Livros de desconhecidos
À semelhança de Joana Ribeiro Rebelo, Gonçalo Poças também recorreu à Escrytos antes de tentar a sorte no circuito tradicional. Mas enquanto a autora portuense nunca chegou a ponderar uma publicação no circuito tradicional, Gonçalo Poças, que chegou ao segundo lugar de vendas na plataforma da Leya com "Um livro para ler na praia", optou pela autopublicação por uma razão de contingência: «Hoje, é muito difícil autor desconhecido publicar um livro de pequenos contos numa editora tradicional», diz.
Gonçalo Poças, formado em comunicação e ex-gestor de eventos, admite que a venda de mais de 100 exemplares em cinco meses não chega para ganha-pão.
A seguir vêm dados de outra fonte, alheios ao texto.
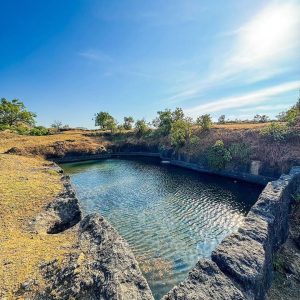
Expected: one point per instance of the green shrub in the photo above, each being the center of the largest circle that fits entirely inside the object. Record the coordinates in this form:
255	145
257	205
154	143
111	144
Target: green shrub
275	132
278	263
20	129
180	132
240	152
204	121
141	128
194	140
4	127
296	198
218	156
39	130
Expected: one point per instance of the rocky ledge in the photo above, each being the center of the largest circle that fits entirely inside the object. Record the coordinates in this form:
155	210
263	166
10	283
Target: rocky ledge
242	265
101	265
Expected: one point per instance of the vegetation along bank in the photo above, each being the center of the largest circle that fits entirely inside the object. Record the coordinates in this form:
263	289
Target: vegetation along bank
46	249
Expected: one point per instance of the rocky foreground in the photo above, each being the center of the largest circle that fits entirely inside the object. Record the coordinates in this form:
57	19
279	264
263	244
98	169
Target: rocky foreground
101	265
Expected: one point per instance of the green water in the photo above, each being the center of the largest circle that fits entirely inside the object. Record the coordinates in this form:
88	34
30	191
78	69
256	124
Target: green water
171	217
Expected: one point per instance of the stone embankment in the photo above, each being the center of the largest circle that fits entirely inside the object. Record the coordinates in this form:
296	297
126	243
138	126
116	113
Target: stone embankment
101	265
241	267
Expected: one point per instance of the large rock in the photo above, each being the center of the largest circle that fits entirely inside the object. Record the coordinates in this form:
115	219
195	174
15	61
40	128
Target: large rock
62	213
243	260
104	267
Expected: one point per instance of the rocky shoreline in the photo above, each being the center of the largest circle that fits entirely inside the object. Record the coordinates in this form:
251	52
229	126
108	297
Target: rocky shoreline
242	265
103	266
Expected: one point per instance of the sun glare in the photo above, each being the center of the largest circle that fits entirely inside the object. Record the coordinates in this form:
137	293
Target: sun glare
274	30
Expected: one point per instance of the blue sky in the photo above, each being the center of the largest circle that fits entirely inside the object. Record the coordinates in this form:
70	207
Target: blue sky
67	59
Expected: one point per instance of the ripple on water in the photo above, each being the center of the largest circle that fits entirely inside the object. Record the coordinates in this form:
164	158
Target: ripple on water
171	217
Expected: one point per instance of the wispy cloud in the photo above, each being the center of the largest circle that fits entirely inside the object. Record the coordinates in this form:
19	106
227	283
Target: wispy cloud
256	97
95	55
264	47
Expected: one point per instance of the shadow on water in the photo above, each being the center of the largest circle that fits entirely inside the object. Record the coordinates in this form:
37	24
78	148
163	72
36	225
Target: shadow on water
170	216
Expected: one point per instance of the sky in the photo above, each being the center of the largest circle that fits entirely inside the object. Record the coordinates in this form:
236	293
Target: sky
69	59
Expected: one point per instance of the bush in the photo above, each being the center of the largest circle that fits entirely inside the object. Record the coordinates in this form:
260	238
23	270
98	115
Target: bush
4	127
180	132
218	156
39	130
240	152
204	121
20	129
275	132
194	140
141	128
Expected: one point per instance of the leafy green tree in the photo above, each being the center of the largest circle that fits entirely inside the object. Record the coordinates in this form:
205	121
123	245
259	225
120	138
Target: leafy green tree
240	152
57	125
275	132
292	116
204	121
218	156
177	114
141	127
261	118
105	121
14	112
164	122
128	123
39	130
180	132
221	119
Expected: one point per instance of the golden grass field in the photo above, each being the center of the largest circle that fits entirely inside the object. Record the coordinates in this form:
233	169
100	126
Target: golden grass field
26	187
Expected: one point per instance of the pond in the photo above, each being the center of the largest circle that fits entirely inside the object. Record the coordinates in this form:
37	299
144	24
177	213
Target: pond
170	216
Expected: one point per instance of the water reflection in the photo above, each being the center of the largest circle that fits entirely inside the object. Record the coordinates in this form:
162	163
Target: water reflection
170	216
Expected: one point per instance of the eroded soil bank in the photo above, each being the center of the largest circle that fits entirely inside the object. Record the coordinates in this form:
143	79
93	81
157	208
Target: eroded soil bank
35	262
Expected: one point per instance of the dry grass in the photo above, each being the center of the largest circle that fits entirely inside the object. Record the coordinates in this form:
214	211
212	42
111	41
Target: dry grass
47	145
237	126
26	187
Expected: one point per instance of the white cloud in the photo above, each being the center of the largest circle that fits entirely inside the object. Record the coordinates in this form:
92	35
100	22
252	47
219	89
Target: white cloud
266	46
258	96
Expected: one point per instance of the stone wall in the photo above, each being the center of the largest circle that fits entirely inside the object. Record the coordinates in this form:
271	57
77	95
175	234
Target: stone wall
241	266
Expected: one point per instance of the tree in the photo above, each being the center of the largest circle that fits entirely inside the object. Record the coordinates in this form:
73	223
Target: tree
105	121
218	156
177	114
221	119
292	115
164	122
128	122
111	125
166	118
14	112
57	125
261	118
180	132
141	127
204	121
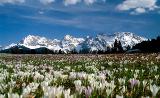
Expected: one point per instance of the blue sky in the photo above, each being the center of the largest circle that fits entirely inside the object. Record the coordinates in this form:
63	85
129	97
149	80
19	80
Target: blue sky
56	18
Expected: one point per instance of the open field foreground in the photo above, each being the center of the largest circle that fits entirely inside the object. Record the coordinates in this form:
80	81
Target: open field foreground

Até porque cada livro é vendido a 99 cêntimos.
O jovem autor que hoje está à frente de uma quinta de turismo rural em Leiria já começou a ponderar numa estratégia alternativa que poderá aumentar as receitas: «Estou a pensar fazer uma tradução para inglês, com o objetivo de a vender na Amazon ou na Google».
Gonçalo Poças não é o único a pensar no mercado anglófono – também Joana Ribeiro Rebelo já sugeriu à Leya o fim da restrição que impede a Escrytos de publicar livros em línguas estrangeiras.
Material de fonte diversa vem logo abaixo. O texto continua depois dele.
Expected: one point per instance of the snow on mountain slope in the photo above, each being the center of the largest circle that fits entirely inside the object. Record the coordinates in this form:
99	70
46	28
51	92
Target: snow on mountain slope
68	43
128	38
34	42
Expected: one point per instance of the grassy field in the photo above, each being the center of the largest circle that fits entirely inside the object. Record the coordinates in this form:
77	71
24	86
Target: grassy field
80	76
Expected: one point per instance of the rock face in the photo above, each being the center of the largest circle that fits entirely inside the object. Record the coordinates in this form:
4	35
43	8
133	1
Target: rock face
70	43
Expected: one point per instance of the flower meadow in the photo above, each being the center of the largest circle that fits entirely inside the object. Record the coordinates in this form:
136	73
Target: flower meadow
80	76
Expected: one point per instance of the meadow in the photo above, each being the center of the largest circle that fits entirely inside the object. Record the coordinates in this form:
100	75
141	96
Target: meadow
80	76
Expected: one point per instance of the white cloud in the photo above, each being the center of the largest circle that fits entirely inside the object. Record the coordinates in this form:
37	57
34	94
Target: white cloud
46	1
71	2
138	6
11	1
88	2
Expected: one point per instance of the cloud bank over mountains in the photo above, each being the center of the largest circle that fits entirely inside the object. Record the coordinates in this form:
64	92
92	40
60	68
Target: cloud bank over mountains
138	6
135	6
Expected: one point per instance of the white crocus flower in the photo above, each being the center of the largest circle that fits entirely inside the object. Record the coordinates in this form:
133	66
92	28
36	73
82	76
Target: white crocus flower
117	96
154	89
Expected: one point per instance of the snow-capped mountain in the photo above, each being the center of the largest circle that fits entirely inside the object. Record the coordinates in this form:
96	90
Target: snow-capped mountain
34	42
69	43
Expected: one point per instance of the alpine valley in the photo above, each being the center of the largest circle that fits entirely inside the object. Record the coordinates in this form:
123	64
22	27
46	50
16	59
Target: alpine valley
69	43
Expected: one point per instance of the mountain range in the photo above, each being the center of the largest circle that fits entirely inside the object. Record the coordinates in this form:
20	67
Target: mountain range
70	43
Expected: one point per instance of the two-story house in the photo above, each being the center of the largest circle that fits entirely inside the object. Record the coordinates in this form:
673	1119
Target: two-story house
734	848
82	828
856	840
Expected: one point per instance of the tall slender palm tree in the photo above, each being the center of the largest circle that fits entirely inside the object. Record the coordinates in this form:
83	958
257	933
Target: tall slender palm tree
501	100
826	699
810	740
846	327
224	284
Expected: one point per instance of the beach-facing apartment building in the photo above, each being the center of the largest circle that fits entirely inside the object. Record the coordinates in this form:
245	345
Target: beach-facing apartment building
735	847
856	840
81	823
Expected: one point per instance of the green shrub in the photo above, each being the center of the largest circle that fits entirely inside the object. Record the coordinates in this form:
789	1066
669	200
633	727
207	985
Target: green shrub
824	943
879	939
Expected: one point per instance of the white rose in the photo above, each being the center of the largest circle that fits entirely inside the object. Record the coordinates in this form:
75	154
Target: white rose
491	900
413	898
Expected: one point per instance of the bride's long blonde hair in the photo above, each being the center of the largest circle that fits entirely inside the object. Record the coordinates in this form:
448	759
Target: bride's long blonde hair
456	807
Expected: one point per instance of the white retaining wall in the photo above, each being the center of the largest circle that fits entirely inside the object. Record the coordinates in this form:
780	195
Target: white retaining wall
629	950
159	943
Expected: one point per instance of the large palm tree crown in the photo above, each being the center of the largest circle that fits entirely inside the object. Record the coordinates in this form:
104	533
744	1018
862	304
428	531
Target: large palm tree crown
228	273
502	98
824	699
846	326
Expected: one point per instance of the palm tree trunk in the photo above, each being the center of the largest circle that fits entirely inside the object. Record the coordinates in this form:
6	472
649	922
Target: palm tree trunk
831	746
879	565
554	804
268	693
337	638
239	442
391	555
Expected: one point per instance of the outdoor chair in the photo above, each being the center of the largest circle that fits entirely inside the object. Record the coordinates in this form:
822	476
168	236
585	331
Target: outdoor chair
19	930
A autora admite que, em próximas obras, poderá recorrer a outras plataformas que não têm restrição quanto ao idioma nem acordos de exclusividade, e que, em vez dos 25% da Escrytos, entregam entre 60% e 80% das receitas obtidas com as vendas. «Já estou a escrever um livro para a minha filha mais nova. Estou a trabalhar em parceria com uma ilustradora alemã que vive em Portugal. Gostava de publicar o livro em 2014», adianta.
Edição para todos
Na Escrytos e noutras plataformas do género, qualquer pessoa pode percorrer todo o processo de edição desde a fase da “página em branco” à escolha da capa e à conversão para o formato ePub. Só as ferramentas premium (por exemplo, a revisão do texto) são pagas.
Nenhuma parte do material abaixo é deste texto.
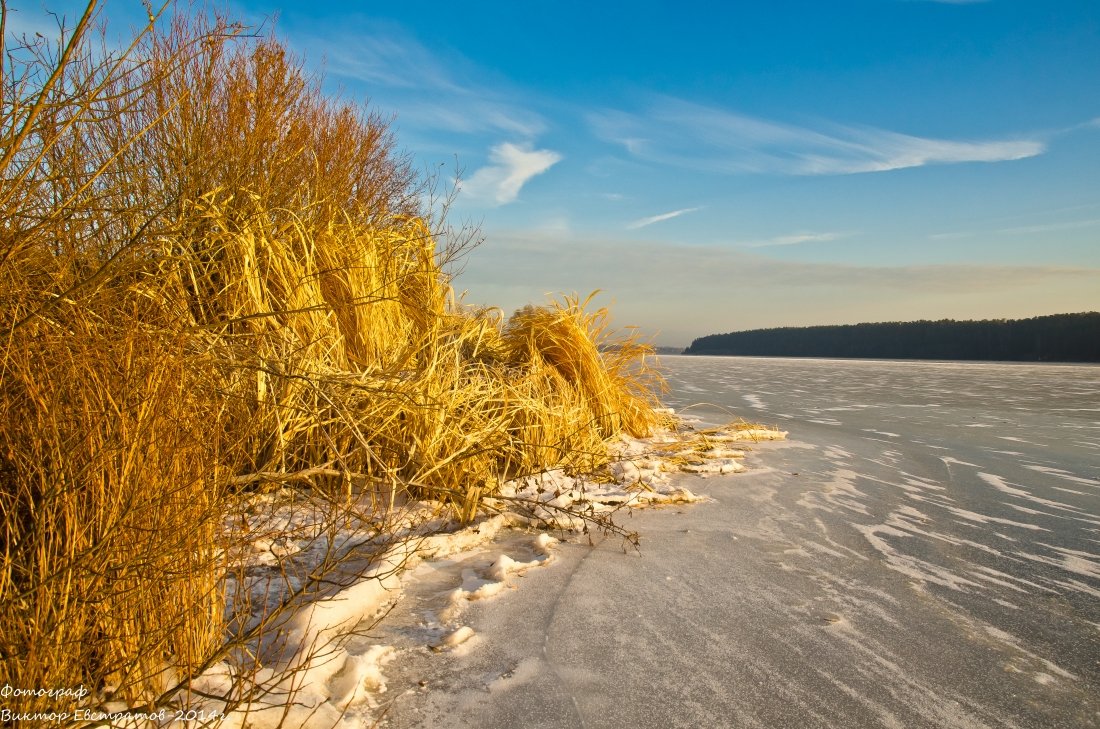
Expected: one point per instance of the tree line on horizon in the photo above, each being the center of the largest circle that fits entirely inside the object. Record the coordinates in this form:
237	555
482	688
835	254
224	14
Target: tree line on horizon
1057	338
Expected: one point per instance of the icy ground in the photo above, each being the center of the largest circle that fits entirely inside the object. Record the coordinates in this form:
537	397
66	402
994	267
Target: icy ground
311	586
924	552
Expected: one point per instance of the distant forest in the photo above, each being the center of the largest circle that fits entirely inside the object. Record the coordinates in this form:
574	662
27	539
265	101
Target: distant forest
1058	338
O fenómeno não é um exclusivo do mercado português: lá fora, circulam notícias que dão conta de autores que superam um milhão de cópias vendidas na plataforma de autopublicação da Amazon e escritores consagrados que se despedem das suas editoras de sempre para passarem a vender na Web através de plataformas de autopublicação.
Para escritores como Armando Vieira, que tentou a sorte em editoras portuguesas mas não obteve qualquer resposta, a autopublicação pode assumir contornos de triunfo sobre a indústria. O que também pode ser encarado como um sinal de alerta para as editoras que se recusam a seguir as novas tendências: «Pode perguntar-me se o intermediário acrescenta ou não valor ao produto. A minha resposta é: sim, sobretudo a nível dos canais de venda, mas é um valor muito marginal. Tenho dois livros quase prontos e muito possivelmente não irei usar intermediários», conclui o autor de “A arte de fazer amor”.